Firefox supports WebAuthn, but as far as I could tell only with hardware tokens. I could not find a word about Firefoxs support of Passkeys (like Apple announced recently) anywhere
Personally I don't know why passkeys werent adopted much sooner, it seems such a long hanging fruit to just store the key in the FF password manager.
I use FF to support a web where there is not only one option, like Chrome, but FF keeps falling behind and behind instead of being at the forefront. This should be a top priority.
(Note: similar ideas have been merged into this thread)
this might not be the correct place for my question, but it seems related, since I encountered it when enrolling for Github passkeys.
is there any way to fail with a friendly message when a FIDO key is plugged in, but the site requires FIDO2? this has gotten me on other sites as well. Most browsers do not handle this well, though this may be faulty logic in the HTML/JS app or in API calls.
i have two yubikeys i use:
A few sites let me enroll the FIDO device. However, each site that fails does so in a very cryptic way, which usually leads me into setting a breakpoint or examining DOM and JS. It's happened on Google, Github and my school's authentication (which formerly only supported FIDO and not FIDO2).
Try enrolling a FIDO v1 key on Github. It triggers an uncaught exception that for me leads to restricted cross-site API requests. Other DOM-related errors are then triggered. A bit confusing.
The rest of the comment is just feedback. I probably won't be able to check in on the status and again. Sorry if it's the wrong place for this.
Thanks for the privacy-focused features like containers.
The reason these clear error messages important: for everyday people, tangible objects are an excellently simple way to be secure. FIDO and webauthn are about as simple as needing your keys to start your car. Very easy to explain and it's very easy to do, if the enrollment and authorization process is simple.
Most people have MFA-method fatigue and may be unwilling to adopt a novel method, even though it's simpler.

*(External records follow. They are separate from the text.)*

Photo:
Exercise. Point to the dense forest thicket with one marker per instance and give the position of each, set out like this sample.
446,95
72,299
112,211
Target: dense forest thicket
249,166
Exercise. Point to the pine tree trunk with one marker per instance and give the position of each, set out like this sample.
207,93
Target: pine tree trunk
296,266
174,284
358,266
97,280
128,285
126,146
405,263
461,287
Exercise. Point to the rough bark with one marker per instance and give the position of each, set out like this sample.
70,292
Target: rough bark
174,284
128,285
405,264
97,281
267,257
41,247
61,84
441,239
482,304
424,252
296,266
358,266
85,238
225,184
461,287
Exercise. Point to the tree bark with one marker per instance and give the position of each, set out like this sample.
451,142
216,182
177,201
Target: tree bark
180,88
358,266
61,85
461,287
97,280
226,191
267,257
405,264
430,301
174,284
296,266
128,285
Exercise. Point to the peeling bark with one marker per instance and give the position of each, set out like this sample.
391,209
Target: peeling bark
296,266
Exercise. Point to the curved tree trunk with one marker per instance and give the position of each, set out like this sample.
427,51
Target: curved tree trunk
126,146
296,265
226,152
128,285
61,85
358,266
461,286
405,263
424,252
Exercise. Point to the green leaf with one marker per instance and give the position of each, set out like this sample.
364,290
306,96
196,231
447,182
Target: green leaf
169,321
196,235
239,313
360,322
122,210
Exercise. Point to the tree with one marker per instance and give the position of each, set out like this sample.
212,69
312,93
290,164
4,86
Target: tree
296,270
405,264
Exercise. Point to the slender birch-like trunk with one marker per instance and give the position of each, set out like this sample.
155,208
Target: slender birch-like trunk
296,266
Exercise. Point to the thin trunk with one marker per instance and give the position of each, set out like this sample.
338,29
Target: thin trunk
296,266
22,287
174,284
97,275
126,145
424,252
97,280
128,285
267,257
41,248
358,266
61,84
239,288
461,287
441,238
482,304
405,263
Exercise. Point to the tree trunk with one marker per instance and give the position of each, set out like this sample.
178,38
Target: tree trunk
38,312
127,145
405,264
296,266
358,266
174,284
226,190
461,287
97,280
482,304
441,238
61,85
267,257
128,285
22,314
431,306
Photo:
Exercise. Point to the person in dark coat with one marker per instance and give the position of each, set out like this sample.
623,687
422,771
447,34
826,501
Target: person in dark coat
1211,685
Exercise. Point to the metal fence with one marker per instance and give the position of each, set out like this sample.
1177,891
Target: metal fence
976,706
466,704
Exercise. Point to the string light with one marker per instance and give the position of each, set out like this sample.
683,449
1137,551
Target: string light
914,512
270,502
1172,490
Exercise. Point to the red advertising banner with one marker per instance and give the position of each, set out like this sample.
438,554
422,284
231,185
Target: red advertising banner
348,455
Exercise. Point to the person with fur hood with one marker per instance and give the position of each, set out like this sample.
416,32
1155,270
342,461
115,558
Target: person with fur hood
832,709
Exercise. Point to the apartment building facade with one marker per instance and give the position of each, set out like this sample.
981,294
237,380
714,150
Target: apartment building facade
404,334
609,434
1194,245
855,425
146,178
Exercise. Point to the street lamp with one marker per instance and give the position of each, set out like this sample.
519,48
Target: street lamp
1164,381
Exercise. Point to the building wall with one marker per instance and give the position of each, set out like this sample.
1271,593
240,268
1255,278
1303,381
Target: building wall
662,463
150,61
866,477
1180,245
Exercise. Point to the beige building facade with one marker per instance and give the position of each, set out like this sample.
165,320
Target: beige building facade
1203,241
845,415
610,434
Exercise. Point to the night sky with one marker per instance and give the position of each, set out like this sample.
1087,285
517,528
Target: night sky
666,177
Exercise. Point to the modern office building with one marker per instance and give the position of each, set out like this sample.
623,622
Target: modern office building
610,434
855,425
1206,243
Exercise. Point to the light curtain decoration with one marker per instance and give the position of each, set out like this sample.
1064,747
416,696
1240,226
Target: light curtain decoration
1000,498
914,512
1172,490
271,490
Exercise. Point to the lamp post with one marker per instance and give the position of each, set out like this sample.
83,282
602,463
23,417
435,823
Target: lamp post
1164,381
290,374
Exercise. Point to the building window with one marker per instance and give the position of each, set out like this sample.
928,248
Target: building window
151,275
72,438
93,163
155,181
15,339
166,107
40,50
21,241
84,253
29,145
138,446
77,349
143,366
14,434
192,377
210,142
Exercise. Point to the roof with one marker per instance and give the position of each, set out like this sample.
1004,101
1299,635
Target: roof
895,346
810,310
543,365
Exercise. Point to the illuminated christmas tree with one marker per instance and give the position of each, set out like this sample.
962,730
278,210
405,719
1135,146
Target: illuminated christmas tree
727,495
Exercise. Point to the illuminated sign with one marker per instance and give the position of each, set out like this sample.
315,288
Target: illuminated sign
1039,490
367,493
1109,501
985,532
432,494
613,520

However, the second that an everyday person encounters the unending onslaught of crypto acronyms, they'll reject this newer method. I also did not quite realize that passkeys would default to my yubikey.
The one other aspect that's confusing for hardware passkeys is enrolling multiple yubikeys. I don't think the average person would take the time to enroll both keys. The platform/browser keys used for passkeys aren't really satisfying. I guess a third-party service like OpenID or the newer auth startups would work.
apologies if this is a duplicate. my account is new, so maybe manual approval is needed. also, this might not be the correct place for my question, but it seems related, since I encountered it when enrolling for Github passkeys.
A Yubikey 5ci with FIDO2A Yubikey 4 with FIDO (firmware 4.3.7)
The one other aspect that's confusing for hardware passkeys is enrolling multiple yubikeys. I don't think the average person would take the time to enroll both keys. The platform/browser keys used for passkeys aren't really satisfying. I guess a third-party service like OpenID or the newer auth startups would work
I recently downgraded to version 117.0b5 of Android's Firefox Beta due to different circumstances.
When accessing My Nintendo, which doesn't support Passkey in the current version, I found sign in with Passkey became possible, and there was no longer a warning about "partial passkey support" on GitHub.
For some reason, Passkey support seems to have regressed in the latest version.
Passkeys seem to finally work in 122.0b1, thanks!
I'm a bit confused by the messaging in the beta release notes:https://www.mozilla.org/en-US/firefox/122.0beta/releasenotes/
"Firefox now supports creating and using passkeys stored in the iCloud Keychain on macOS."
Does this mean that 1Password Passkeys will not be supported in 122?
1Password's WebAuthn function will still continue to work as normal on Firefox. Meaning, you'll be able to use your passkeys just as usual when Firefox 122 rolls out.
1Password prioritizes their API over Firefox's so passkeys shown through their extension should always pop-up first.
Although, if you are still struggling to use passkeys on 1Password in Firefox, contact 1Password support at: https://support.1password.com/contact/
I have been using Firefox for a long time and I am grateful that the project is alive thanks to many people. I would like to know the current status of support for passkeys and webauthn for Firefox (desktop for Windows) and Firefox for Android.
I have not found any information in the release notes for versions 120 and 121. I would like to see more transparent communication about these and other planned features.
Unfortunately how Firefox implemented Passkeys in 122 is pretty useless.
macOS prompts me again to store the key in iCloud Keychain instead of FFs password manager. Basically this makes the whole passkey implementation useless, since the whole point of FF having passkey support is to store the key in FFs password manager so I can sync the key between all OSes FF runs on.
@eraI beg to disagree, as I for one is not interested in the flow you describe there. Passkey implementations should always use the system support for passkeys on OS where it's possible (making my passkeys available across multiple browsers on same computer).